The flowering linden tree (Tilia), also known as basswood, grows to a height of 80 feet. Large, long-stalked clusters of five to 20 fragrant flowers appear in June and July. Bees flock around the yellow flowers to collect the coveted nectar which is rumored to make the best white honey in the world. Leaves grow up to 8 inches in length and 5 inches in width with distinct coarse-tipped margins.
The trunk of the linden tree grows upright in a straight pattern and is quite tall prior to branching. Young trees sport light brown bark, but as they age, the bark becomes deeply furrowed and thick in appearance. The crown appears broad and spreading.
Leaves and Flowers
Most varieties of linden have leaves that are dark green on top with a soft, almost white underside that has light fur. The leaf bracts suspend large clusters of summertime flowers. Each bract resembles a leaf and measures 5 inches in length.
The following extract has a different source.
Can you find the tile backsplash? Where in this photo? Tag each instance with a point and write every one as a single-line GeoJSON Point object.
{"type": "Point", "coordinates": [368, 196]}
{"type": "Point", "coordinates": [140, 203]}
Following flowering, round fruit appear. The tiny fruit measure 1/3 inch in diameter and contain one or two seeds. The fruit are attached to the tree with a bracket that is strap shaped. The wind helps release the fruit from the tree. The bracket carries the fruit on the wind for seed distribution.
The linden tree grows from Canada southward to the Florida Panhandle. It occurs as far east as the Dakotas and south to Oklahoma. The Tilia caroliniana occurs through Texas to Mexico and all the way to the Carolinas. The flowering linden grows in hardwood forest settings and in valleys. It prefers moist, well-drained soil. The tree does not tolerate drought well.
The linden tree produces light-colored wood that is soft and pliable. The grain is straight, which makes it popular for cabinets. The wood is also popular for building musical instruments. Linden wood is used in pulp production as well.